Says O’Brien, “When you have metastatic disease, you don’t finish treatment. I didn’t understand that at first… But every few months you have a PET-CT and bone scan to determine if your treatment is still working. Ultimately, it will stop working, and then you have to move on to a different drug.” For her, that’s meant a long series of oral drugs that have all become ineffective, as she’s watched the cancer spread first to her bones and then to her liver.
“I have come to the end of any oral drug, so now it’s IV chemo,” O’Brien says. “If you have early-stage, you’d maybe have six cycles of chemo. But I will be on this chemotherapy as long as it’s still working… If I don’t find something that works, I will die.”
Dealing with judgment
This no-end-in-sight cycle of treatment is something that many MBC patients say can make them feel like “failures” within the larger context of breast cancer “survivors.”
Says Pollastro, “Sometimes people tell me, ‘I beat it and you need to do this or that… it drives me crazy.”
Walker adds, “I lost a really good friend because of her judgment. She reminded me how I had said years earlier that I would never ‘put poison in my body.’ She said, ‘You told me you would never do that.’ I said, ‘Don’t be negative.’”

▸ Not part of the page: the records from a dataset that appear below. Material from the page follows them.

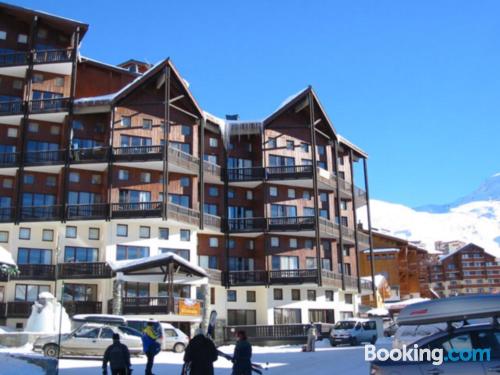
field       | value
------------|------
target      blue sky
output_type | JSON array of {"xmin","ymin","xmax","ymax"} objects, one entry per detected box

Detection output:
[{"xmin": 16, "ymin": 0, "xmax": 500, "ymax": 206}]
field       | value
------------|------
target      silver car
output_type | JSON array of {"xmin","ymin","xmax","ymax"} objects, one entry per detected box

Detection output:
[
  {"xmin": 33, "ymin": 323, "xmax": 142, "ymax": 357},
  {"xmin": 370, "ymin": 324, "xmax": 500, "ymax": 375}
]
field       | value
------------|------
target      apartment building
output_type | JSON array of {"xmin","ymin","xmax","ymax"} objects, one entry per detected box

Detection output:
[
  {"xmin": 429, "ymin": 243, "xmax": 500, "ymax": 297},
  {"xmin": 0, "ymin": 4, "xmax": 372, "ymax": 330},
  {"xmin": 359, "ymin": 230, "xmax": 433, "ymax": 305}
]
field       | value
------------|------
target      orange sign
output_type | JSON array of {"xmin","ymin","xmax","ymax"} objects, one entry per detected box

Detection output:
[{"xmin": 179, "ymin": 299, "xmax": 201, "ymax": 316}]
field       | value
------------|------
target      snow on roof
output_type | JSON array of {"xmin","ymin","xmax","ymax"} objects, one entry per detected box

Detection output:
[
  {"xmin": 108, "ymin": 252, "xmax": 207, "ymax": 276},
  {"xmin": 0, "ymin": 248, "xmax": 16, "ymax": 267}
]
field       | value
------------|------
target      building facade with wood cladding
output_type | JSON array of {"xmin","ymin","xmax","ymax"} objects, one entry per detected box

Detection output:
[{"xmin": 0, "ymin": 4, "xmax": 373, "ymax": 330}]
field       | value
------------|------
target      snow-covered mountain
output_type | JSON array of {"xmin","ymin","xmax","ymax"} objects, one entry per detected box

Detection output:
[{"xmin": 358, "ymin": 173, "xmax": 500, "ymax": 258}]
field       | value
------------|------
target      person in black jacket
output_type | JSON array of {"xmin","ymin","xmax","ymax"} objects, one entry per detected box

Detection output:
[
  {"xmin": 233, "ymin": 331, "xmax": 252, "ymax": 375},
  {"xmin": 184, "ymin": 329, "xmax": 218, "ymax": 375},
  {"xmin": 102, "ymin": 333, "xmax": 132, "ymax": 375}
]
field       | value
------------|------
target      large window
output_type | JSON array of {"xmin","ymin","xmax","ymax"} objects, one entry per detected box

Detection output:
[
  {"xmin": 64, "ymin": 246, "xmax": 99, "ymax": 263},
  {"xmin": 63, "ymin": 283, "xmax": 97, "ymax": 301},
  {"xmin": 227, "ymin": 310, "xmax": 257, "ymax": 326},
  {"xmin": 116, "ymin": 245, "xmax": 149, "ymax": 260},
  {"xmin": 17, "ymin": 247, "xmax": 52, "ymax": 264},
  {"xmin": 15, "ymin": 284, "xmax": 50, "ymax": 302},
  {"xmin": 274, "ymin": 309, "xmax": 302, "ymax": 324},
  {"xmin": 272, "ymin": 255, "xmax": 299, "ymax": 270}
]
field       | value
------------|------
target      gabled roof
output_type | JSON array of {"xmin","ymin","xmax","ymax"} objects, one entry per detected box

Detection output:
[{"xmin": 0, "ymin": 2, "xmax": 89, "ymax": 40}]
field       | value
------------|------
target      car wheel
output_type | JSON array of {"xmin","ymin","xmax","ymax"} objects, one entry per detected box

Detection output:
[
  {"xmin": 43, "ymin": 344, "xmax": 59, "ymax": 358},
  {"xmin": 174, "ymin": 343, "xmax": 186, "ymax": 353}
]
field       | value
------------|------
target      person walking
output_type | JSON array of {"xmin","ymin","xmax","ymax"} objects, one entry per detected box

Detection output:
[
  {"xmin": 141, "ymin": 322, "xmax": 161, "ymax": 375},
  {"xmin": 233, "ymin": 331, "xmax": 252, "ymax": 375},
  {"xmin": 102, "ymin": 333, "xmax": 132, "ymax": 375},
  {"xmin": 184, "ymin": 328, "xmax": 218, "ymax": 375}
]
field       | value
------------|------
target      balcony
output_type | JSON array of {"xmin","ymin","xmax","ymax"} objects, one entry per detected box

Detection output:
[
  {"xmin": 29, "ymin": 98, "xmax": 70, "ymax": 114},
  {"xmin": 66, "ymin": 203, "xmax": 109, "ymax": 220},
  {"xmin": 63, "ymin": 301, "xmax": 102, "ymax": 316},
  {"xmin": 11, "ymin": 264, "xmax": 56, "ymax": 281},
  {"xmin": 111, "ymin": 202, "xmax": 162, "ymax": 219},
  {"xmin": 58, "ymin": 262, "xmax": 113, "ymax": 279},
  {"xmin": 24, "ymin": 150, "xmax": 66, "ymax": 165},
  {"xmin": 70, "ymin": 147, "xmax": 109, "ymax": 164},
  {"xmin": 118, "ymin": 297, "xmax": 202, "ymax": 316},
  {"xmin": 0, "ymin": 152, "xmax": 19, "ymax": 168},
  {"xmin": 21, "ymin": 205, "xmax": 61, "ymax": 221}
]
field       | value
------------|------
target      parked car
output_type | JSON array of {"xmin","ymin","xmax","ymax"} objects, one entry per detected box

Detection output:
[
  {"xmin": 33, "ymin": 323, "xmax": 142, "ymax": 357},
  {"xmin": 330, "ymin": 318, "xmax": 377, "ymax": 346},
  {"xmin": 161, "ymin": 323, "xmax": 189, "ymax": 353}
]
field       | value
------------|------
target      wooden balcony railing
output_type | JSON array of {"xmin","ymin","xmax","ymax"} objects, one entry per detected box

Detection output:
[
  {"xmin": 11, "ymin": 264, "xmax": 56, "ymax": 280},
  {"xmin": 29, "ymin": 98, "xmax": 71, "ymax": 113},
  {"xmin": 21, "ymin": 205, "xmax": 61, "ymax": 221},
  {"xmin": 63, "ymin": 301, "xmax": 102, "ymax": 316},
  {"xmin": 66, "ymin": 203, "xmax": 109, "ymax": 220},
  {"xmin": 57, "ymin": 262, "xmax": 113, "ymax": 279}
]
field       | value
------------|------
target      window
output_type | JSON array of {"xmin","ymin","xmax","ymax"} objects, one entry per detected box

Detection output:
[
  {"xmin": 181, "ymin": 229, "xmax": 191, "ymax": 241},
  {"xmin": 142, "ymin": 118, "xmax": 153, "ymax": 129},
  {"xmin": 141, "ymin": 172, "xmax": 151, "ymax": 184},
  {"xmin": 181, "ymin": 125, "xmax": 191, "ymax": 136},
  {"xmin": 69, "ymin": 172, "xmax": 80, "ymax": 183},
  {"xmin": 307, "ymin": 289, "xmax": 316, "ymax": 301},
  {"xmin": 89, "ymin": 228, "xmax": 101, "ymax": 240},
  {"xmin": 247, "ymin": 290, "xmax": 257, "ymax": 302},
  {"xmin": 208, "ymin": 138, "xmax": 219, "ymax": 147},
  {"xmin": 116, "ymin": 224, "xmax": 128, "ymax": 237},
  {"xmin": 227, "ymin": 290, "xmax": 237, "ymax": 302},
  {"xmin": 274, "ymin": 308, "xmax": 302, "ymax": 324},
  {"xmin": 19, "ymin": 228, "xmax": 31, "ymax": 240},
  {"xmin": 64, "ymin": 246, "xmax": 99, "ymax": 263},
  {"xmin": 2, "ymin": 178, "xmax": 14, "ymax": 189},
  {"xmin": 66, "ymin": 226, "xmax": 76, "ymax": 238},
  {"xmin": 198, "ymin": 255, "xmax": 217, "ymax": 269},
  {"xmin": 17, "ymin": 34, "xmax": 28, "ymax": 44},
  {"xmin": 116, "ymin": 245, "xmax": 149, "ymax": 260},
  {"xmin": 208, "ymin": 186, "xmax": 219, "ymax": 197},
  {"xmin": 7, "ymin": 128, "xmax": 17, "ymax": 138},
  {"xmin": 17, "ymin": 247, "xmax": 52, "ymax": 264},
  {"xmin": 42, "ymin": 229, "xmax": 54, "ymax": 241},
  {"xmin": 118, "ymin": 169, "xmax": 128, "ymax": 181},
  {"xmin": 122, "ymin": 116, "xmax": 132, "ymax": 128},
  {"xmin": 158, "ymin": 228, "xmax": 169, "ymax": 240},
  {"xmin": 28, "ymin": 122, "xmax": 38, "ymax": 133},
  {"xmin": 227, "ymin": 309, "xmax": 257, "ymax": 326},
  {"xmin": 90, "ymin": 174, "xmax": 102, "ymax": 185},
  {"xmin": 0, "ymin": 230, "xmax": 9, "ymax": 243},
  {"xmin": 139, "ymin": 226, "xmax": 151, "ymax": 238},
  {"xmin": 54, "ymin": 77, "xmax": 64, "ymax": 87},
  {"xmin": 45, "ymin": 176, "xmax": 56, "ymax": 187}
]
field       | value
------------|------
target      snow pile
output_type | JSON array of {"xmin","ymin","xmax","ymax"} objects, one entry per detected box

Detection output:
[
  {"xmin": 25, "ymin": 292, "xmax": 71, "ymax": 333},
  {"xmin": 358, "ymin": 200, "xmax": 500, "ymax": 258}
]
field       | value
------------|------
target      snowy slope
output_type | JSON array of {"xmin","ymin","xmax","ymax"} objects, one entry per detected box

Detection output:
[{"xmin": 358, "ymin": 200, "xmax": 500, "ymax": 257}]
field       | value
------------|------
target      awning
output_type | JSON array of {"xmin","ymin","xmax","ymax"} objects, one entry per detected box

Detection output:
[{"xmin": 108, "ymin": 252, "xmax": 208, "ymax": 284}]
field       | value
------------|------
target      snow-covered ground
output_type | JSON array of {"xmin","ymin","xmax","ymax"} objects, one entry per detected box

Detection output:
[{"xmin": 0, "ymin": 339, "xmax": 391, "ymax": 375}]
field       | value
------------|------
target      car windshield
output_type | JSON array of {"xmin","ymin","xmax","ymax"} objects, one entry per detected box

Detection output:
[{"xmin": 334, "ymin": 320, "xmax": 356, "ymax": 329}]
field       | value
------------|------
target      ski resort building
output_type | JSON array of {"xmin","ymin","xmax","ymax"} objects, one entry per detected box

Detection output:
[{"xmin": 0, "ymin": 4, "xmax": 373, "ymax": 330}]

One 43-year-old woman (requesting anonymity), tells Yahoo Lifestyle she opted to treat her early, stage-0 diagnosis with natural remedies, only to find it metastasize. “I feel wary of speaking about my choices because people either feel I was an idiot to try natural or a sellout to use medical approaches,” she says. “Metastatic disease terrifies survivors of stages 0 to 3, and the way I can be living a normal life is usually not understood… I choose to only share my process with a few people. ‘Stage 4’ is still heard as ‘practically dead,’ which isn't always the case.”

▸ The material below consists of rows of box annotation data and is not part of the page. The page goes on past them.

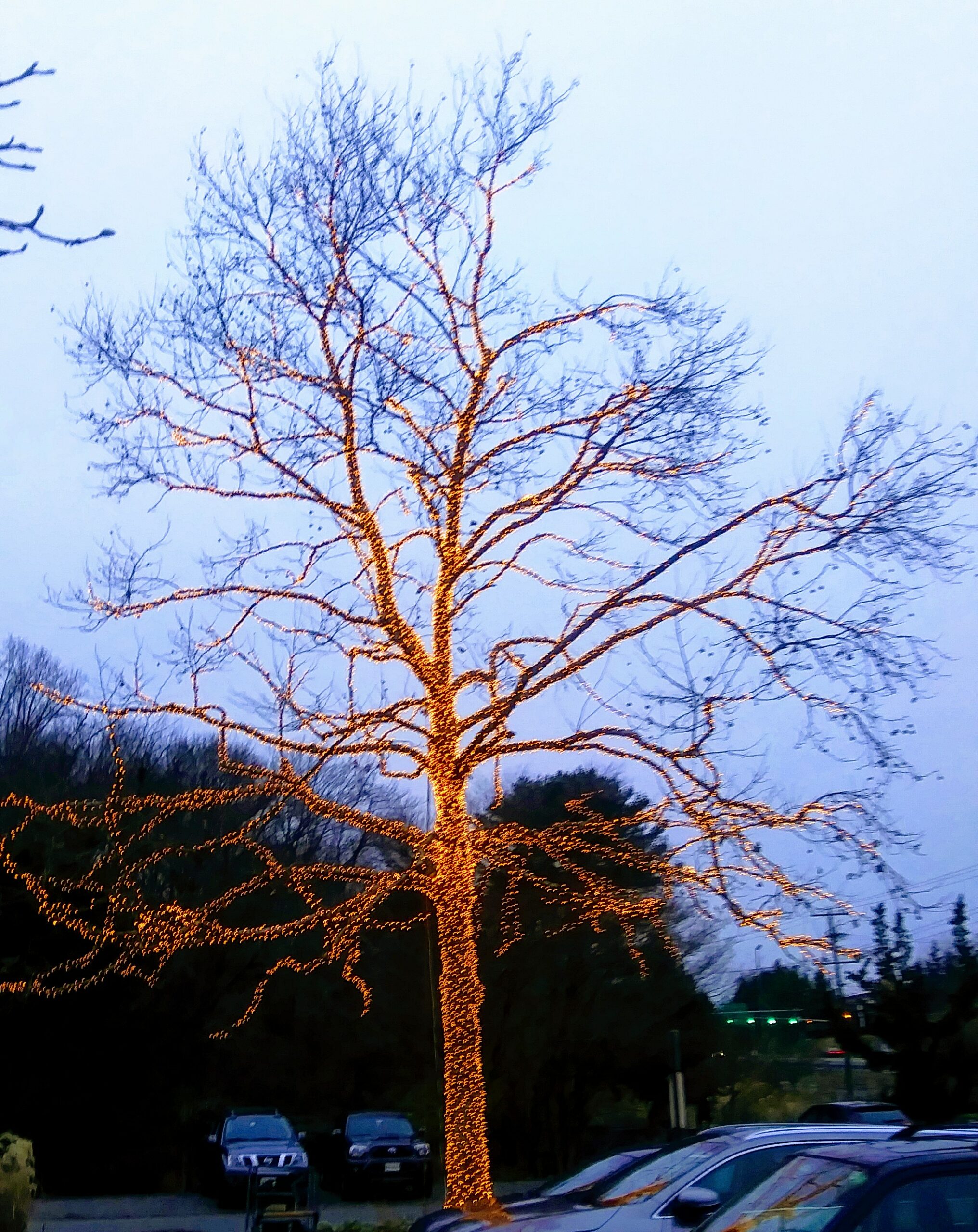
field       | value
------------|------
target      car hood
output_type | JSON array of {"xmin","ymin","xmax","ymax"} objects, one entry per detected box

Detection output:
[
  {"xmin": 460, "ymin": 1203, "xmax": 618, "ymax": 1232},
  {"xmin": 224, "ymin": 1138, "xmax": 300, "ymax": 1155}
]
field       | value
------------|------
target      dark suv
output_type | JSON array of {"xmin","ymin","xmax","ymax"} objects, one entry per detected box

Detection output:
[
  {"xmin": 330, "ymin": 1113, "xmax": 431, "ymax": 1197},
  {"xmin": 702, "ymin": 1131, "xmax": 978, "ymax": 1232},
  {"xmin": 209, "ymin": 1109, "xmax": 309, "ymax": 1206}
]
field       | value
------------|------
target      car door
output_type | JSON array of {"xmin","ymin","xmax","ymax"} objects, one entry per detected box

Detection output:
[{"xmin": 851, "ymin": 1168, "xmax": 978, "ymax": 1232}]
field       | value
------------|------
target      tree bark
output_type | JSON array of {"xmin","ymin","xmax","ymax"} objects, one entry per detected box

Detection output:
[{"xmin": 435, "ymin": 856, "xmax": 498, "ymax": 1211}]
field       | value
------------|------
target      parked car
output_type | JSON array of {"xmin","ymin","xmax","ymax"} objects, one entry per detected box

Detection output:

Finding support and hope — especially in outliers
The No. 1 support factor for women with MBC, at least the one cited by those who spoke with Yahoo Lifestyle, is finding other women who are metastatic.
“The thing I wanted to do was to meet people in a similar situation and find out what drugs are they on, how they tell people, what their families think,” Corneliussen recalls from when she formed her first support group over a decade ago. Maintaining such connections has continued to hold a vital place. “When a person has metastatic cancer, they’re going from treatment to treatment — it goes on and on — and your life kind of revolves around medical visits, seeing what’s going on in the research world. If you don’t let them talk about it and they walk off, now they’ve got no friends. That’s another form of isolation. I’ve learned to stay away from the topic when I’m with people who aren’t metastatic.”

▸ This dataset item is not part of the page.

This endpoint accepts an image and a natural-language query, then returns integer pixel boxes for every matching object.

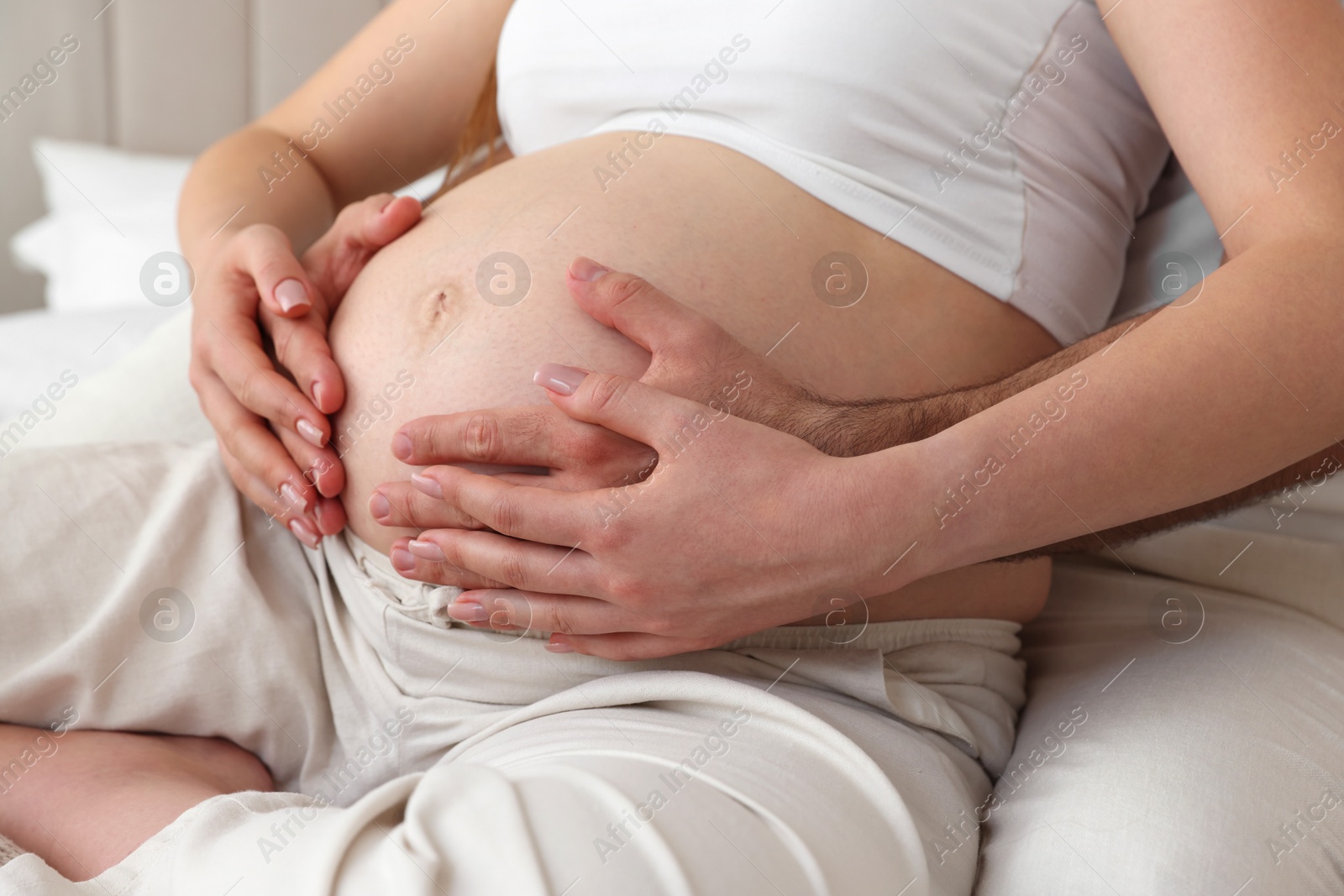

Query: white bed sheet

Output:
[0,308,188,425]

O’Brien notes that the task of finding others has changed radically since 2009, when she was diagnosed. “Social media was not what it is today. It was really hard to find other patients,” she says. “Now it’s easier.”
She (and many of the others) wants to make it clear that she is “an outlier,” who has lived well beyond the norm, not wanting to provide any false hope for the newly diagnosed. Pollastro agrees, noting, “I like people to know that I am not the norm. I was playing tennis earlier today. So, most women with metastatic don’t look like me. There’s definitely some survivor guilt.”
But then there’s Seban, who focuses on such positive stories, rare or not.
“I’m not oblivious, but I do look for the outliers, personally, to give me hope, and also to give others hope,” she says, adding that, “One million percent, more people need to understand what metastatic disease is,” and especially spread the news that, like herself, “you can be metastatic and you can look quote, unquote, ‘normal.’
But, she adds, “I believe in always looking to the positive because I believe your mental state affects your physical state. That’s what keeps me going.”